HLF Provides $140K in Grants to HDSB Schools

May 30, 2017 — Thousands of students of the Halton District School Board enjoyed new school resources this spring thanks to the generosity of community and corporate donors of the Halton Learning Foundation (HLF).

HLF, which raises money to enhance the educational experiences of students in the Halton District School Board, provided school grants worth $140,000 this year to more than 60 elementary and high schools in Burlington, Oakville, Milton and Halton Hills.

“Many schools have needs for tools and resources beyond what’s covered by provincial funding,” said Lesley Mansfield, executive director of HLF. “One of our mandates is to help schools bridge that gap by providing grants for equipment and programs that help engage kids in learning.”

  • 18 schools in Halton were able to purchase new musical instruments, including flutes, trumpets and ukuleles, art materials such as modelling tools and drawing tablets, and have opportunities to participate in band and dance performances.  
  • Five schools received environmental grants to help create outdoor learning classrooms or edible gardens and build students’ environmental awareness and stewardship.
  • 21 schools received funding to support mental health initiatives that promote healthy living or help students cope with stress.
  • 14 schools received funding to purchase iPads, Chromebooks, robotics kits and other technology to help provide students with 21st century skills.
  • 21 schools were able to encourage student health through the purchase of soccer balls, skipping ropes and gym shoes, and introduced programs that promote teamwork and cooperation.

Glenview Public School in Burlington used grant money from HLF to purchase robots for Kindergarten students.

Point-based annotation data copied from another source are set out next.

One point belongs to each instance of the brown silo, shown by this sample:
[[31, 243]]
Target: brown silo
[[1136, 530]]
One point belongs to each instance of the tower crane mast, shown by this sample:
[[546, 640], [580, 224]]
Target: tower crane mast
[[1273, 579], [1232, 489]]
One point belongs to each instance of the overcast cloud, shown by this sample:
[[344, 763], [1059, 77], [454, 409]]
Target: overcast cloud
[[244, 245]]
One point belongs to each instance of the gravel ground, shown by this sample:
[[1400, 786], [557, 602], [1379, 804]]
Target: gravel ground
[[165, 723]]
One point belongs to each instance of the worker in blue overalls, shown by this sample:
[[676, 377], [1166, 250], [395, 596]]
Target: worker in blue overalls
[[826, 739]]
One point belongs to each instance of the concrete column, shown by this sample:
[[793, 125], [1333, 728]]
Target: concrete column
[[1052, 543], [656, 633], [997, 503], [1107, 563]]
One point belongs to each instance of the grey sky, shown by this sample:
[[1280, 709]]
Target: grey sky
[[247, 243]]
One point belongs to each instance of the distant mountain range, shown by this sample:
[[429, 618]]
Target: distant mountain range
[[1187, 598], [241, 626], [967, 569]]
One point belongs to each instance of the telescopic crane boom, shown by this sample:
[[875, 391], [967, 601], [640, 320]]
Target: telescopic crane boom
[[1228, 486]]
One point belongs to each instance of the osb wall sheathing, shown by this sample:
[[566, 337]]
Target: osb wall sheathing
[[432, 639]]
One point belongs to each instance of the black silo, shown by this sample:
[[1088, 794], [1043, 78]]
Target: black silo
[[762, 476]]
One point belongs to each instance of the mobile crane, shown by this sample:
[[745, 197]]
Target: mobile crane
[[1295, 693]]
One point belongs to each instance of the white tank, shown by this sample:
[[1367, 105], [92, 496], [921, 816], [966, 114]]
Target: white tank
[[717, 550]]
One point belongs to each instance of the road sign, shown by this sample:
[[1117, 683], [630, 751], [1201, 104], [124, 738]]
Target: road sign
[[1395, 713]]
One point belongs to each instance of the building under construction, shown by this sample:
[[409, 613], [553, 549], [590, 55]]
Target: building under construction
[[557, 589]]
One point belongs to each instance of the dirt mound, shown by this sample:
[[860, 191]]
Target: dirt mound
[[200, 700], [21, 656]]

“The impact of having this technology in the classroom has been phenomenal,” said teacher Christopher Butt. “The students are so much more engaged when they use the robots to help tell stories, and having them learn coding at such a young age helps set them up for success in a digital world.”

Butt said the robots have also proven to be valuable in helping students develop their collaboration and problem solving skills.